Latency Measurement in Distributed Systems
Measuring latency is crucial for understanding the performance of a system, identifying bottlenecks, and ensuring a good user experience. Latency refers to the time taken for a request to travel from the client to the server and back.
1. Sending HTTP Requests and Measuring Response Times
To measure response times, we can send multiple HTTP requests to a mock server and record the latency for each request. Here’s a Python script using the requests
and matplotlib
libraries:
Python Script for Measuring Latency
import requests
import time
import matplotlib.pyplot as plt
# Mock server endpoint
URL = "https://httpbin.org/delay/1" # A mock endpoint with a 1-second delay
# Function to measure latency
def measure_latency(url, num_requests=100):
latencies = []
for i in range(num_requests):
start_time = time.time()
try:
response = requests.get(url, timeout=5) # Send request
response.raise_for_status()
except requests.exceptions.RequestException as e:
print(f"Request {i + 1} failed: {e}")
latencies.append(None) # Mark failed request
else:
end_time = time.time()
latencies.append(end_time - start_time)
return latencies
# Measure latencies
latency_results = measure_latency(URL, num_requests=100)
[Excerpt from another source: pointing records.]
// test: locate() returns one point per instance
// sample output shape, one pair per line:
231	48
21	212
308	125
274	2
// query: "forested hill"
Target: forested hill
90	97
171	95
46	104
# Filter out failed requests (None values)
valid_latencies = [lat for lat in latency_results if lat is not None]
# Output basic metrics
print(f"Number of requests: {len(latency_results)}")
print(f"Successful requests: {len(valid_latencies)}")
print(f"Average latency: {sum(valid_latencies) / len(valid_latencies):.3f} seconds")
print(f"P99 latency: {sorted(valid_latencies)[int(len(valid_latencies) * 0.99) - 1]:.3f} seconds")
# Save raw latencies to a file (optional)
with open("latency_data.txt", "w") as f:
for lat in valid_latencies:
f.write(f"{lat}\n")
2. Visualizing Latency Distribution
Once we have the latency data, we can visualize the distribution using a histogram or percentiles to understand the system’s performance under varying conditions.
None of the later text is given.